L’Irak déplore un manque à gagner de plus de 40 milliards de dollars en raison du blocage du détroit d’Ormuz
L’Irak a enregistré une perte de plus de 40 milliards de dollars en revenus pétroliers depuis le début de la guerre au Moyen-Orient, conséquence directe du blocage du détroit d’Ormuz et d’une chute de 90 % de ses exportations. Les recettes mensuelles de Bagdad, qui s’élevaient à 8 milliards de dollars, sont tombées à 1,5 milliard, et les pertes pourraient atteindre 50 milliards si le conflit perdure.
Membre fondateur de l’Opep, l’Irak exporte habituellement la majorité de son pétrole brut via le détroit d’Ormuz, actuellement contrôlé par l’Iran suite à l’attaque américano-israélienne sur la République islamique fin février. Avant le début des hostilités, le pays produisait environ quatre millions de barils par jour (bpj) et en exportait en moyenne 3,5 millions.
En raison du blocage d’Ormuz, l’Irak a dû arrêter la production dans la plupart de ses champs pétrolifères, les réservoirs atteignant leur capacité maximale, et a dû se limiter à des exportations via la Turquie et la Syrie. Muzhar Saleh, conseiller du Premier ministre irakien, a déclaré : « Pour l’Irak, en raison d’une baisse de 90 % de ses exportations de pétrole, combinée à un recul de la croissance, les pertes estimées se situaient entre 40 et 45 milliards de dollars jusqu’en juin 2026. »
Les pertes pourraient donc atteindre 50 milliards de dollars si la guerre et la crise dans le détroit d’Ormuz se prolongent.
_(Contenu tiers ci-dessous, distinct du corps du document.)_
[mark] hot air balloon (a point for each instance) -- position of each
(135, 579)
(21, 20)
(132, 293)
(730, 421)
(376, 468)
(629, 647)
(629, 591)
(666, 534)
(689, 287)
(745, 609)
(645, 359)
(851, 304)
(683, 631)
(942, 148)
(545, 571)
Le ministre irakien du Pétrole, Bassem Mohammed Khudair, a indiqué lors d’une interview que son ministère « reversait auparavant entre sept et huit milliards de dollars par mois » dans les caisses de l’État, alors qu’actuellement, ce montant ne dépasse pas 1,5 milliard. L’Irak demeure fortement dépendant des exportations de brut, représentant généralement environ 90 % de ses revenus.